De la folie, de l’imprévu, il y en a quelques minutes plus tard dans le bar du LU. Alors que la tireuse à bière tourne à plein régime, la chorale pop (à 90% féminine) Y Birds s’époumone pour vaincre le brouhaha ambiant. Et, pour peu qu’on ait l’oreille fine, c’est bien beau. Et surtout assez original. Un peu à la manière de l’émouvant Langlay Schools Music Project, c’est par le choix du répertoire que les Y Birds se distinguent de la chorale lambda. On y croise les Zombies, Broadcast, Kate Bush, Depeche Mode et même Kim Wilde !

Feromil

S’en suit la prestation stupéfiante d’Emilien Leroy alias Feromil. Armé d’un détecteur à métaux et de deux trois pédales d’effets, le Dunkerquois, coiffé d’un masque à gaz qui lui donne un air de mouche menaçante, livre une musique moins expérimentale qu’il n’y paraît, une transe post-industrielle presque catchy – enfin, catchy comme du Suicide. Un univers surprenant se déploie, entre l’ambiance inquiétante des films de Cronenberg et l’ouvrier du coin qui débauche et lâche prise, excédé par sa journée d’usine.

Samedi

Lettre de Justine Python

Après un petit détour par la conférence sur la Collection de l’Art Brut de Lausane dans l’après-midi – présentations d’oeuvre littéraires et picturales à la marge, psychotiques et souvent surprenantes (je n’oublierai pas les « lettres chargées » hypnotisantes comme du Steve Reich de Justine Python et les autoportraits soviétisants obsessionnels, ornés de flingues en tout genre, d’Aleksander Lobanov) – j’entame mon dernier rendez-vous musical du festival. Cette fois-ci, la part belle est faite aux expérimentations de tout poil avec la délocalisation du festival Sonic Protest le temps d’une soirée.

Computer Pipa

Ça commence avec un duo installé en Chine, constitué de l’américain d’origine chinoise Li Dai Guo et du français Kink Gong. Leur projet s’intitule Computer Pipa et tout est dit dans ce nom : King Gong derrière ses ordinateurs et Li Dai Guo à la pipa (instrument traditionnel chinois proche du luth) font s’entrechoquer la musique électronique ambiant et les musiques ancestrales asiatiques. Le résultat est convaincant, tout particulièrement affalé que je suis dans les banquettes moelleuses disposées dans la salle.

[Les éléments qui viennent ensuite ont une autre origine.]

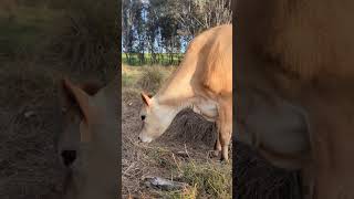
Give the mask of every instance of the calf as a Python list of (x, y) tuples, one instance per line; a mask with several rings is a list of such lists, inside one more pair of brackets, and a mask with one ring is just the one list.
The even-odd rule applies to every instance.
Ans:
[(167, 82), (150, 97), (142, 93), (144, 123), (139, 139), (149, 143), (159, 137), (183, 108), (192, 107), (209, 121), (216, 121), (216, 151), (228, 161), (232, 133), (232, 27), (220, 25), (196, 36), (184, 61)]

Jan Jelinek et Andrew Pekler

Je ne suis pas dépaysé par la prestation de Jan Jelinek et Andrew Pekler, dans la droite lignée de Computer Pipa, sans la pipa : une musique exclusivement électronique donc – des compositions de la pharmacienne/musicienne expérimentale amateur (oui!) Ursula Bogner – développée en direct par les deux geeks allemands, parfaitement concentrés autour d’une table remplie de machines, de fils et de branchements en tout genre. L’univers hypnotique et zen qui ressort miraculeusement de tout ça (comme des berceuses pour robots) clôt idéalement pour moi le Week-End Singulier et constitue l’alibi parfait pour échapper à la noise extrême du groupe suivant, Torturing Nurse – tout un programme… Oui, il y a des choses qu’un fan buté des Smiths se refuse à subir ! Aucune fausse note pour moi donc, pour cette belle seconde édition d’Un Week-End Singulier : vivement la troisième.